This picture sums up what mental illness feels like for me.
You can see nothing behind the gate, because it’s obscured by mist. If I tell you there is usually a picturesque view of trees, fields and a farmhouse, you have to either take my word for it or wait until the mist clears to see whether I’m right. For now, all you can see is the mist.
It’s the same when people tell me I can manage my mental health — or recover — enough to live the kind of life I want. To live my version of success, fulfilment and happiness. I can’t see past the mist, so I don’t know whether they are telling the truth.
It’s difficult to believe the mist will clear.
Even when I know what is behind the mist, i.e. my current life as I experience it when my mental health is relatively good, it’s hard to keep faith that the mist will clear. Or to believe, if it does clear, that the view will not have changed.

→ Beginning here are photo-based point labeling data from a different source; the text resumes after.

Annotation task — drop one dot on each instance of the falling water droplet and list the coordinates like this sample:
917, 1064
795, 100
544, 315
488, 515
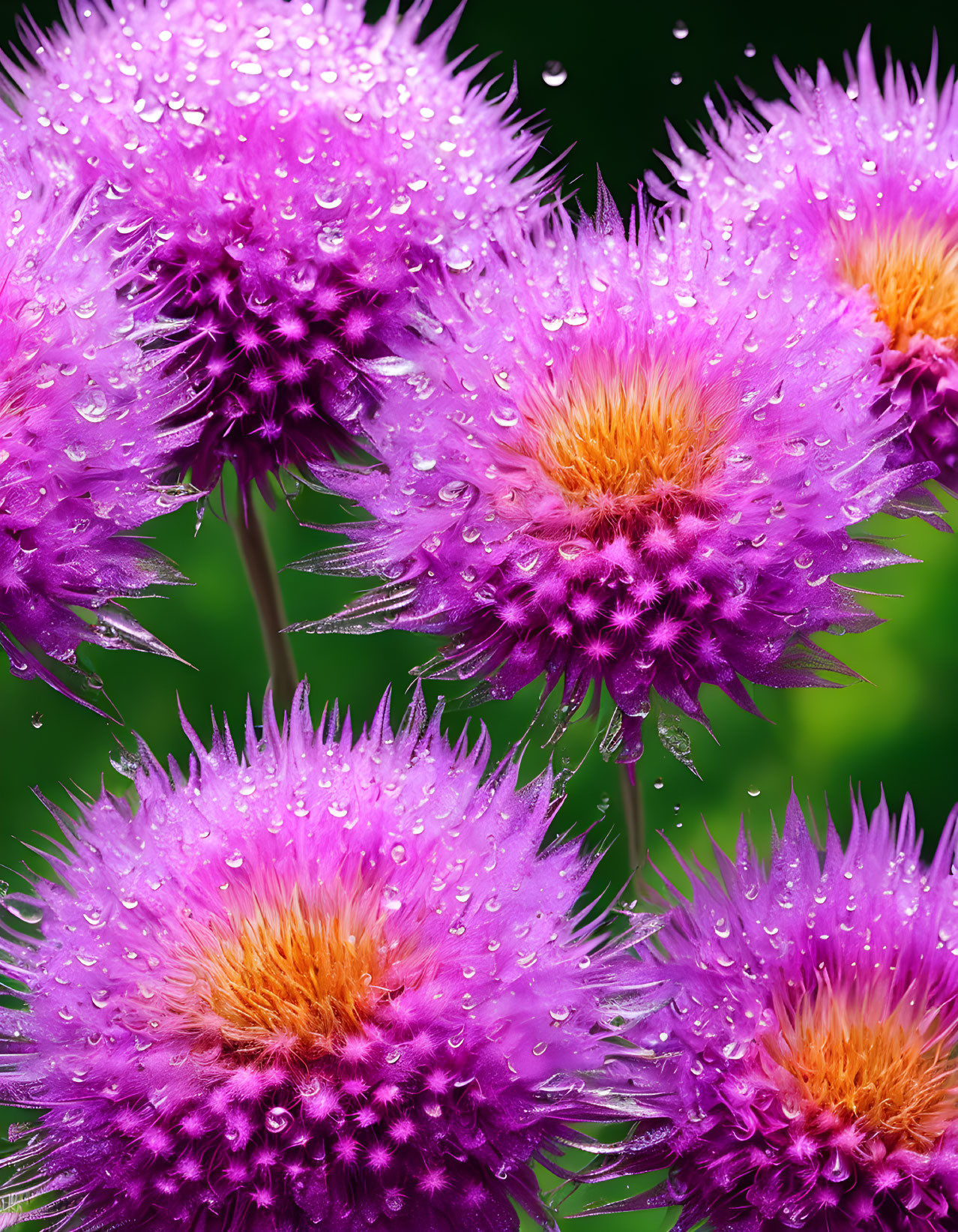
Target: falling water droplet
30, 913
553, 73
279, 1119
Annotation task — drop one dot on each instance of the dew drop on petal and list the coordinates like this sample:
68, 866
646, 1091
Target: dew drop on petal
279, 1119
553, 73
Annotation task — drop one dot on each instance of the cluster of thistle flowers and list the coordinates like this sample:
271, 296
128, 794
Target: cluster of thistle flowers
345, 983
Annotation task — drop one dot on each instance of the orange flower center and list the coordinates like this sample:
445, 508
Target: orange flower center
913, 275
282, 976
891, 1072
626, 438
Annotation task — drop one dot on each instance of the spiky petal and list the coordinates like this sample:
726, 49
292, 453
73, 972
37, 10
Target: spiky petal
301, 170
325, 982
630, 462
810, 1038
82, 434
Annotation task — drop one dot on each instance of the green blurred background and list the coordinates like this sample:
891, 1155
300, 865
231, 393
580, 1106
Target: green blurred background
896, 728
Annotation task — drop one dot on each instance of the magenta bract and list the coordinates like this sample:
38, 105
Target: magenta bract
84, 434
810, 1042
299, 170
861, 180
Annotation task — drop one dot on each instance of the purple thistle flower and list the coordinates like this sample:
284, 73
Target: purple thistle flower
862, 179
628, 462
323, 983
299, 170
82, 430
810, 1039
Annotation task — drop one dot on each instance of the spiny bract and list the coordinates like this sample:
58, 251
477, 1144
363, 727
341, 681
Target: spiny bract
298, 170
82, 427
810, 1038
862, 180
626, 461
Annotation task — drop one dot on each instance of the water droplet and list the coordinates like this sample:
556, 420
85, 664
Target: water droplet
279, 1119
553, 73
30, 913
676, 741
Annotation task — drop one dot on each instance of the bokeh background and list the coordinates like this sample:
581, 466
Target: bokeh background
624, 70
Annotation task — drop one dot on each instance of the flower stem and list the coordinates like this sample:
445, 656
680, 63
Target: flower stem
258, 559
634, 812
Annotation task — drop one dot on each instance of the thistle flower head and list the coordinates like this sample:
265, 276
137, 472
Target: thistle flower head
328, 982
862, 179
298, 170
82, 440
810, 1038
628, 462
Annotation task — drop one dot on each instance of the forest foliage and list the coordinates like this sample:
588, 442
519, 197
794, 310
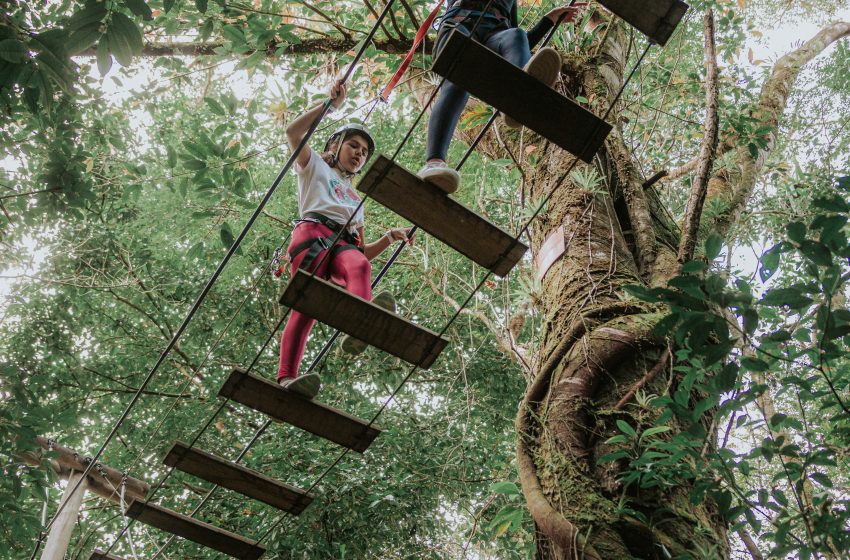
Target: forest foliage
128, 171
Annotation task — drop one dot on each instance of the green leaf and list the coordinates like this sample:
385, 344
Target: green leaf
754, 364
226, 235
12, 50
626, 428
140, 8
713, 245
196, 252
93, 13
128, 31
104, 59
172, 156
693, 267
769, 264
233, 34
655, 431
83, 38
792, 297
508, 488
832, 203
796, 231
194, 164
816, 252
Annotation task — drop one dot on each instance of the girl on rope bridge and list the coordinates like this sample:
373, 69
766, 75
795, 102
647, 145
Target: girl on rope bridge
326, 201
497, 31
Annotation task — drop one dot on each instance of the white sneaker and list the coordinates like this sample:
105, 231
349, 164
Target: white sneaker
441, 175
545, 66
306, 385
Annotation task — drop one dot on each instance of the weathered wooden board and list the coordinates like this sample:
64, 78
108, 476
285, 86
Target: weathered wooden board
269, 398
194, 530
657, 19
427, 206
98, 554
489, 77
238, 478
362, 319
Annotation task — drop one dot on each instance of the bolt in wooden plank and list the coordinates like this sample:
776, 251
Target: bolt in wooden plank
657, 19
428, 207
195, 530
362, 319
237, 477
492, 79
269, 398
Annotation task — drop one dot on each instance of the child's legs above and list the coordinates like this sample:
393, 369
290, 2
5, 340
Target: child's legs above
511, 44
354, 270
444, 118
293, 342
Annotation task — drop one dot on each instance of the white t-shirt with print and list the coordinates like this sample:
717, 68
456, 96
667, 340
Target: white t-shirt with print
321, 189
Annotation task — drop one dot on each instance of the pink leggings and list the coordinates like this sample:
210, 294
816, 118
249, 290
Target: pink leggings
351, 269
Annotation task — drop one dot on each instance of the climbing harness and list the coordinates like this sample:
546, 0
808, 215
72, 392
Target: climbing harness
316, 245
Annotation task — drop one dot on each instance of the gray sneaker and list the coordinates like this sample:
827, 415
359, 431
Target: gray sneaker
306, 385
355, 346
441, 175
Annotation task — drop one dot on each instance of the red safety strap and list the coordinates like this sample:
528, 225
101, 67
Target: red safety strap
420, 35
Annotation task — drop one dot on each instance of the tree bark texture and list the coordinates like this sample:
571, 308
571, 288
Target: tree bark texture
597, 346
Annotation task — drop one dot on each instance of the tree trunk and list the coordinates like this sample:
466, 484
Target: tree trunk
596, 345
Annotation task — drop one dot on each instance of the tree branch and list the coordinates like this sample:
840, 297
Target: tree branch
771, 106
708, 152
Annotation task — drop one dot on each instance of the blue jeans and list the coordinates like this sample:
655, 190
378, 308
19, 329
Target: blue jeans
510, 43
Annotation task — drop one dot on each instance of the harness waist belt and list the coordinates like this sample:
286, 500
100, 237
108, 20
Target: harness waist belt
316, 245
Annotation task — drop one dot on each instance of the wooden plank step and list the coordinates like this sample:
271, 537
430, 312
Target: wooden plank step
489, 77
195, 530
269, 398
657, 19
237, 478
98, 554
362, 319
427, 206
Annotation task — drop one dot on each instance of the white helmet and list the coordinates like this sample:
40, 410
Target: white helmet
352, 129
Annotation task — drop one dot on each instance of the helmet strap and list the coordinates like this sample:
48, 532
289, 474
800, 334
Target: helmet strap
336, 163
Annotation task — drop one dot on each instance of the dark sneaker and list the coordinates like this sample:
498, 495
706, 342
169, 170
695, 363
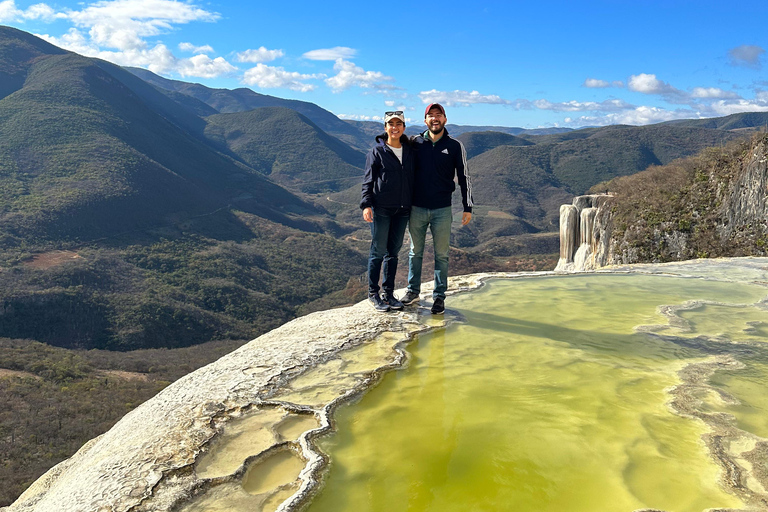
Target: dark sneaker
392, 301
438, 306
409, 298
378, 303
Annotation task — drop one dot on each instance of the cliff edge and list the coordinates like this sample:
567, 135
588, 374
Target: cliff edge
712, 205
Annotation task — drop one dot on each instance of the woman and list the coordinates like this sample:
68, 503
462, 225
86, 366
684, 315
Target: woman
386, 204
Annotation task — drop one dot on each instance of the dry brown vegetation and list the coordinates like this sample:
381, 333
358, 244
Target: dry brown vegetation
679, 211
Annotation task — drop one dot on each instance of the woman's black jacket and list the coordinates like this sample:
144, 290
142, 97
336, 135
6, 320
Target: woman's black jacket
387, 182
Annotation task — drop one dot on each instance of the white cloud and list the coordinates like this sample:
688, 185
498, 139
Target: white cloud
575, 106
189, 47
122, 24
9, 12
726, 108
712, 93
115, 30
594, 83
203, 66
73, 40
638, 116
460, 98
746, 55
270, 77
338, 52
359, 117
348, 75
259, 55
649, 84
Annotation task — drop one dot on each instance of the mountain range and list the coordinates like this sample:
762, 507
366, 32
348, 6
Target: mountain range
197, 213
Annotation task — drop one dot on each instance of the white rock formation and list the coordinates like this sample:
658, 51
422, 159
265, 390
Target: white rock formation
583, 240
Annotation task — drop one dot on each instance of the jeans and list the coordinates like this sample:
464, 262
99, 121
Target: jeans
439, 222
387, 233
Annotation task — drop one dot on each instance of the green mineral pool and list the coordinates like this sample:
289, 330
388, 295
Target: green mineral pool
555, 394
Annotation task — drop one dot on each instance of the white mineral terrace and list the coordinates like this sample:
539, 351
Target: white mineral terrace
239, 433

Part of me is always thinking “you can’t rely on anything” — every time I think I have something figured out, it has a tendency to fall apart. This isn’t always true, to be fair, but it has been true often enough in my experience that I tend to default to thinking everything will go wrong because that’s easier to deal with than the disappointment when I get my hopes up.
Long term mental illness wears you down that way. You think you can outrun it by working hard and using your coping strategies, but sometimes it catches you anyway and you lose stuff. Stuff like jobs, money, friends, self-esteem, confidence.
The mist is always ready to descend.
When things are going relatively well, you can’t fully relax or be optimistic because the mist is still hanging on the horizon. In a matter of minutes, it could creep up on you and obliterate the landscape.
With that in mind, I try to keep going in the right direction — even when I can’t see far ahead.
I use my compasses (life values like creativity, compassion and curiosity) and I hope that my next steps will become — and remain — clear.
Sometimes they do. Other times I’m wandering in the mist, lost, scared, alone and confused.
So when I talk about being scared of getting ill again, I’m not talking about the sniffles or feeling a bit subdued — I’m talking about the mist descending and obliterating everything in my life.
I keep reminding myself that according to Keats, autumn is not only the season of mists. There are blessings, which I try to seek out. I think I should think of my life in the same way: the mists may always be waiting to close in on me, but my life and experiences can still be fruitful.